APCs are a derivative of a classification system called ambulatory patient groups (APGs), which HCFA originally had developed to pay hospitals for their outpatient services. However, providers are being advised that the new name for both the hospital and ASC PPS is tentative and could change again in coming weeks. Other terms reportedly being considered are ambulatory patient classification and Medicare outpatient groupings.
According to the HCFA representative, the two plans will be similar in structure. However, the rates for the hospitals and those for the ASCs will be different. The hospital prospective payment system (PPS) is expected to become effective on Jan. 1, 1999. HCFA is expected to issue a notice of proposed rule-making on the hospital PPS this summer and a final rule in November.

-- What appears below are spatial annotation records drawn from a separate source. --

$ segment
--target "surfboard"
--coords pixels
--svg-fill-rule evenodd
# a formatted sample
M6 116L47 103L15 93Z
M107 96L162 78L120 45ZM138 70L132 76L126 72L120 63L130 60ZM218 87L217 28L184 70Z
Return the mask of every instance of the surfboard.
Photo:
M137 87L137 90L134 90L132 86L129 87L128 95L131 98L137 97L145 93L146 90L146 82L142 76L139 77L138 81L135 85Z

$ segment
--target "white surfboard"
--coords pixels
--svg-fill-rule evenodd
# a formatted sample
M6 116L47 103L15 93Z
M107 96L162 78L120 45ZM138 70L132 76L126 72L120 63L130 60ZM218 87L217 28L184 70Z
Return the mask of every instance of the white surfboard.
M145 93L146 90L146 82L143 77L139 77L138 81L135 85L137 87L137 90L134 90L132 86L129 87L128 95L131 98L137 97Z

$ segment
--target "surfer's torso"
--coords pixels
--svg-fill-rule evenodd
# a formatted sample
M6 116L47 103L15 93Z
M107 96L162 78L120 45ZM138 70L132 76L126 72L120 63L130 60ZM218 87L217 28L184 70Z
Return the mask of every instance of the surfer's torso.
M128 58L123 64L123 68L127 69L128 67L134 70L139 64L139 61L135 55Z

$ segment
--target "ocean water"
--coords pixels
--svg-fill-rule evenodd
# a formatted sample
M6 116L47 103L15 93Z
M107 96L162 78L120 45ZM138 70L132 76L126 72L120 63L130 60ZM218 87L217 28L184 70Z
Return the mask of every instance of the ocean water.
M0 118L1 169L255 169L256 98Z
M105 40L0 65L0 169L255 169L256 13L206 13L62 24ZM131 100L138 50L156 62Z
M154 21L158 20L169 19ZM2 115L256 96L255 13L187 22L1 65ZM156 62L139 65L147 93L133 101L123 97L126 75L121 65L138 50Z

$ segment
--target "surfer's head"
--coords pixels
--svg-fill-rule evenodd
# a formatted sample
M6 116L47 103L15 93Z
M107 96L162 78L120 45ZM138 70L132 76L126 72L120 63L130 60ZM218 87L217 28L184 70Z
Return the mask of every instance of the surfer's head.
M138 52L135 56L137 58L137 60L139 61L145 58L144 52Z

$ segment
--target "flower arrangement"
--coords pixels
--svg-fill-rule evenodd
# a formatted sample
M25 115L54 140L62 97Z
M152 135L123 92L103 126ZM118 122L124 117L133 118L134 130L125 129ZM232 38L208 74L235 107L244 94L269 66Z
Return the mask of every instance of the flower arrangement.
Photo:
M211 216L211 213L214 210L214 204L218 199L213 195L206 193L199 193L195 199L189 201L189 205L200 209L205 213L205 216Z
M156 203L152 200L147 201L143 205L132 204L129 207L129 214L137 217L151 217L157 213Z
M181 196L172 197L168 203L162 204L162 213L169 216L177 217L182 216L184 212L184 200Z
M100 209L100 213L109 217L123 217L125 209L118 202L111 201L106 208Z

If the current ASC plan gets final approval, surgery centers would be paid according to the APCs that will be assigned to a particular surgical procedure. Each APC would be weighted and priced according to area wages and other economic factors. The procedures then could undergo further discounting and other refinements before getting paid.However, at this point there is no certainty that HCFA will ultimately adopt such a plan, and "administrators should not assume anything," according to the agency representative.
Whatever plan ultimately gets implemented, providers are likely to receive extra time to adapt to the new system. HCFA officials were previously reported as saying that administrators will be permitted an indeterminate time to submit claims to their Medicare carriers as usual. (For more details of the outpatient PPS, see Outpatient Reimbursement Management, October 1997, pp. 73-77.)
ASCs have been waiting for months for news of the new payment rates, which were based partly on a sweeping ASC cost survey conducted by HCFA beginning in 1994. The present fee schedule contains a listing of 250 surgical procedures ranked by price in eight payment groupings. The groupings range in dollar amounts from $312 to $900.
Industry officials have long criticized the eight-tiered schedule for being flawed and failing to reflect actual ASC costs. At one point, HCFA was considering a plan to expand the eight-tiered systems to as many as 14. The current plan would replace the tiered system with APC groupings.
However, there are no assurances that facilities will do better under the new plan. "It’s just too soon to tell," the HCFA official told Outpatient Reimbursement Management.
Some industry insiders weren’t surprised by the new developments. "We’ve been through so many frustrating changes in the past five years. To us, Medicare has become just another payer changing the terms of their contracts that’s all," says Nancy Webb-Kessler, executive director of El Camino Surgery Center in Mountainview, CA.